Usually, these tests will be enough to determine the cause of your double vision, especially if it is a condition you also suffered as a child. If further tests are needed you may be referred for an MRI or CT scan where doctors can access detailed images of your eye muscles and surrounding areas using magnetic fields or X-rays.
How do you treat double vision?
The treatments depend on which form of double vision you have and what the specific cause is. Typically, an underlying condition is causing double vision and the treatment will involve rectifying that problem.
Monocular double vision
If the problem is caused by astigmatism, then corrective lenses, such as eyeglasses or contact lenses, can be used to compensate for the cornea’s irregular curve. Laser eye surgery can be used to permanently correct astigmatism; however, it is not available on the NHS – you would have to visit a specialist clinic.
If cataracts are the problem, then surgery is necessary. Cataract surgery is quite common so any procedure should be quick and complication-free. The cloudy lens will be removed and replaced with a man-made lens.
Binocular double vision
There are multiple treatments for Double Vision depending on the cause.
- Prescription glasses may be used to correct refractive errors like short- or long-sightedness. If the condition has developed into a lazy eye, then an eye patch will be used, which forces the patient to see only through the weaker eye, strengthening it and correcting the alignment.

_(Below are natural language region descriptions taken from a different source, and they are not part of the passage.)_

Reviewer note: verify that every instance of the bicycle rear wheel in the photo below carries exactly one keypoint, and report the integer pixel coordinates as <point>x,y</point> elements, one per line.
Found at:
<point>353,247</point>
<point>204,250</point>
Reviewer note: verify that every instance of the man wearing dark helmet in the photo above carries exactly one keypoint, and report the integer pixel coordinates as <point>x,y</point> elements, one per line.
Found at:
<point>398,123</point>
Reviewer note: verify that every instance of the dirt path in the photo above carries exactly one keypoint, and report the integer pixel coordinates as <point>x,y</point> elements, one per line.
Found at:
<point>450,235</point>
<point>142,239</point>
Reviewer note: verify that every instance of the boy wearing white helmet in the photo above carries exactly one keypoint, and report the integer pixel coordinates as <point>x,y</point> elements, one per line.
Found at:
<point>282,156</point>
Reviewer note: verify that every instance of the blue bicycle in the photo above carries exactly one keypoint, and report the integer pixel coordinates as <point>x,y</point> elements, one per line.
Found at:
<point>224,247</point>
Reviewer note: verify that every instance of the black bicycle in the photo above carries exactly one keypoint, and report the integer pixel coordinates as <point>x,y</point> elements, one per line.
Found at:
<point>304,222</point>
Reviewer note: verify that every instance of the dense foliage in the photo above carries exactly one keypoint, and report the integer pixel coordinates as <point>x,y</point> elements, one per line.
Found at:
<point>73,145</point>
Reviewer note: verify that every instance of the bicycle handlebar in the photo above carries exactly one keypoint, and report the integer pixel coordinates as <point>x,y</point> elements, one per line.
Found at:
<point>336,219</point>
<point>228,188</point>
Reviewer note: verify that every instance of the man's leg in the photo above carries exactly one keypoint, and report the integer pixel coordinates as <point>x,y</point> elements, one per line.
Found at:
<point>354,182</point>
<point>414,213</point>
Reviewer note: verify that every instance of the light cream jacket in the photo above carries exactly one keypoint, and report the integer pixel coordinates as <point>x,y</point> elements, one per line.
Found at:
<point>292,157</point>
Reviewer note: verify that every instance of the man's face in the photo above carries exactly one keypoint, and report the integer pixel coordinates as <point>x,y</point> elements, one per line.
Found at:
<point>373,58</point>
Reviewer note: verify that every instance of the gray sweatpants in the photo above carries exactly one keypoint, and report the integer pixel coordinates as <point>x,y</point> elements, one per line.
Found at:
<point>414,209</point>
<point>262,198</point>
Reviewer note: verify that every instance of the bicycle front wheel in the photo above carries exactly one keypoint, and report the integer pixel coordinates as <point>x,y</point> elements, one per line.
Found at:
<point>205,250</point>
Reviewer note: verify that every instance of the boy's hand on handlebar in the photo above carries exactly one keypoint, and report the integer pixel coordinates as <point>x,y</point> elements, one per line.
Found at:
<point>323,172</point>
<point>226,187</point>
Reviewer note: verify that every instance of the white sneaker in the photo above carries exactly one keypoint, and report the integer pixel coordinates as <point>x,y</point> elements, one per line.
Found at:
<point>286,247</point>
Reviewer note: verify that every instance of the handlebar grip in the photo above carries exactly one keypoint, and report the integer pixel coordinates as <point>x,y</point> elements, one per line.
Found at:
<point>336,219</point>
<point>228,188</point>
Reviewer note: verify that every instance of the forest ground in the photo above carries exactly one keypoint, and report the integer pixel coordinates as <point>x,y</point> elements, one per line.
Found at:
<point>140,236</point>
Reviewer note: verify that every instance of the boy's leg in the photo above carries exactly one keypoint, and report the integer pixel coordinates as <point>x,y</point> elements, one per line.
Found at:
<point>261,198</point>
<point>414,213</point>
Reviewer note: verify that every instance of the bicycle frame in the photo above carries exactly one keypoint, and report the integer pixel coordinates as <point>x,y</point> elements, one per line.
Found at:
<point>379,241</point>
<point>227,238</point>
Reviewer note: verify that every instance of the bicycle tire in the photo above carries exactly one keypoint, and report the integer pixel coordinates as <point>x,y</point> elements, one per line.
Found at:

- Eye exercises may be beneficial, they are designed to strengthen and re-align eyesight, in the same way, using a patch forces an eye to improve in strength. Most exercises involve repetitively focusing on different objects, such as a pencil until the eye muscles become tired. Much like with working out any other muscles, repetition and muscle memory are key to improvement.
- Fresnel lenses are sheets of plastic that can be attached to a pair of glasses in order to bend the light that shines through them. They act like prisms and are worn for several months, they can also be manufactured directly into a pair of glasses.
- A botulinum toxin injection may sometimes be given. The toxin relaxes the muscles around the eye which can then gradually realign in the right direction. Unfortunately, there are sometimes side effects like a worsening of double vision, droopy eyelids, or muscle weakness in the area of the injection.
- If the other treatments fail, then surgery may be necessary. The surgery will be performed on the extraocular muscles, changing their tightness to balance the different muscles. Under a general anaesthetic a surgeon will operate on the muscles, adjusting their position and sewing them into a new position, held in place with dissolvable sutures. There are potential complications with this surgery, such as a deterioration of the condition, or in very rare cases, damage to the eye.
- The last resort may be the use of an IOL (opaque intraocular lens), the same man-made lens that is used to treat cataracts. This carries with it several risks, such as potential damage to the existing lens and reduced vision.